EDIT: Sorry, also forgot to say what an awesome tool this is and how long I've been searching for something that fills my needs the way this does. I've used a tonne of documentation tools and this one aligns with my thought process and development methods by far the best. Doesn't hurt that the output is gorgeous too!
so when can we use it?
好~( ̄▽ ̄)~*
so when can we use it?
Is there any reason why this hasn't been merged yet? Thank you for working on this it's an amazing tool!
It was experimental and didn't reach a state of being ready.
But! I'm interested in another plan:
I'd like to get Docsify to use Solid.js (I've been working with the Solid team) for its built-in and fast SSR and SSG capabilities.

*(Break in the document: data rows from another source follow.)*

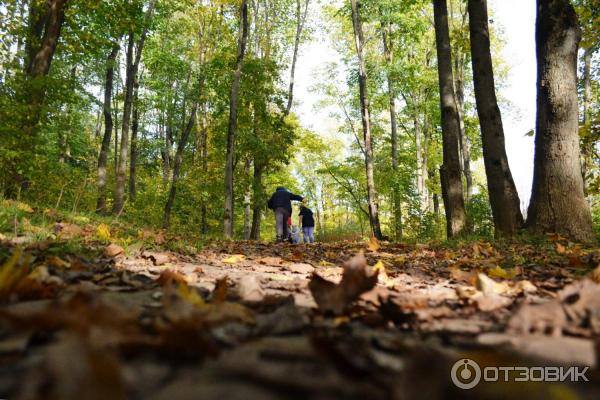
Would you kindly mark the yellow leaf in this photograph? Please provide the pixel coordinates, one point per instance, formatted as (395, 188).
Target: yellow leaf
(103, 232)
(190, 295)
(374, 244)
(234, 259)
(382, 277)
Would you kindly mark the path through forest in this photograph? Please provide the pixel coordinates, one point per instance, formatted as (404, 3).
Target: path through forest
(239, 320)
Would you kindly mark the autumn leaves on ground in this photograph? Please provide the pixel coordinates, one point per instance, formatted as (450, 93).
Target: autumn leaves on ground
(93, 312)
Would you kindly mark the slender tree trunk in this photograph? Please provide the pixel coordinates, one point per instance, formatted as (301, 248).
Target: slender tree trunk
(450, 172)
(464, 140)
(133, 63)
(108, 126)
(204, 155)
(232, 126)
(247, 201)
(258, 195)
(396, 198)
(558, 202)
(364, 102)
(503, 194)
(300, 20)
(587, 140)
(177, 166)
(135, 122)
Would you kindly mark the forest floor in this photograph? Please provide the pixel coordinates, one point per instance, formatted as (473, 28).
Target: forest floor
(84, 318)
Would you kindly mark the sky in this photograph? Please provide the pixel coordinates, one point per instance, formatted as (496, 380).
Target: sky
(516, 20)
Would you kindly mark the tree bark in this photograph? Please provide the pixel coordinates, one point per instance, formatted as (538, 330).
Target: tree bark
(108, 126)
(133, 63)
(396, 198)
(366, 123)
(300, 20)
(232, 126)
(558, 203)
(135, 122)
(177, 166)
(450, 171)
(503, 194)
(247, 201)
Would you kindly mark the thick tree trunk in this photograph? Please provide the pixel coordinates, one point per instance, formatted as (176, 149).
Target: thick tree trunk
(558, 203)
(108, 126)
(366, 123)
(396, 198)
(450, 172)
(300, 20)
(232, 126)
(133, 63)
(503, 194)
(177, 166)
(44, 28)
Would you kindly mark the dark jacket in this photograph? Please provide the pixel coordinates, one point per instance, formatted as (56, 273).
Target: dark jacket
(308, 220)
(283, 199)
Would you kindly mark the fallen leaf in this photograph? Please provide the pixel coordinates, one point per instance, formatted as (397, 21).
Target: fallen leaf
(103, 232)
(112, 250)
(168, 277)
(237, 258)
(336, 298)
(374, 244)
(383, 277)
(250, 290)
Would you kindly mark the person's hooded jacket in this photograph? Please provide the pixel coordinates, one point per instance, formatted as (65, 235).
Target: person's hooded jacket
(283, 199)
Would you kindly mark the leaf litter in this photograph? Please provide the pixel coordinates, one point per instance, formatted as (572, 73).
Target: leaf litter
(243, 319)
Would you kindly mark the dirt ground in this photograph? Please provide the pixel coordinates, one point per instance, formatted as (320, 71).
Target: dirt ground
(245, 320)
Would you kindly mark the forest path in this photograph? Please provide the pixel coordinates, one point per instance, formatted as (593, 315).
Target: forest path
(239, 320)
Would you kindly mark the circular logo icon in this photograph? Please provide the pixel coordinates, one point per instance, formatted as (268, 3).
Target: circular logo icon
(466, 374)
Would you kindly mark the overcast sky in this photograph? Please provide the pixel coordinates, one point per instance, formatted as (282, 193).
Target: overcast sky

This involves first re-writing Docsify internals as Solid components. I started that work in the dom-with-solid
branch here:
https://github.com/docsifyjs/docsify/compare/develop...dom-with-solid
As you can see there, some internal code is getting cleaner, for example this code,
function mainTpl(config) {
let html = `<nav class="app-nav${
config.repo ? '' : ' no-badge'
}"><!--navbar--></nav>`;
if (config.repo) {
html += tpl.corner(config.repo);
}
if (config.coverpage) {
html += tpl.cover();
}
html += tpl.main(config);
return html;
}
was changed to
function mainTpl(config) {
return (
<>
<nav
class={`app-nav${config.repo ? '' : ' no-badge'}`}
innerHTML={'<!--navbar-->'}
></nav>
{config.repo && (
<GithubCorner
githubUrl={config.repo}
cornerExternalLinkTarget={config.cornerExternalLinkTarge}
/>
)}
{config.coverpage && <Cover />}
<Main {...config} />
</>
);
}
where GithubCorner
, Cover
, and Main
are also components, all with a more modern reactive-declarative paradigm.
Besides SSR and SSG, this will allow us to more easily implement features like custom templates in a nice way. Imagine browsing a collection of templates to choose from (not just CSS themes), each with unique functionalities.
Up next I will remove the existing SSR implementation (in that branch, or a new branch based on that branch) because it has issues with plugins, and fixing that would be some work that would need to be totally replaced with the Solid SSR approach anyway (and I don't want to spend time working on two things when I can work on just one).
I'm also not sure that the team will approve of this direction. In that case I will be willing to make a fork to continue working on it there.
docsify looked so perfect for my case until I realized it doesn't generate static html :(
好~( ̄▽ ̄)~*
Just a quick thought: Could docsify be coupled with eleventy (https://www.11ty.dev/) or astro (https://astro.build/)? Guess for some use case (https://github.com/hibbitts-design/docsify-open-course-starter-kit for example) working without npm
and without a build pipeline is a key feature of docsify. But for users wanting to have static output a (technical) bridge to eleventy or astro would be maybe an option as well? 🤔
Eagerly waiting for this function, maybe it can be added to docsify-cli.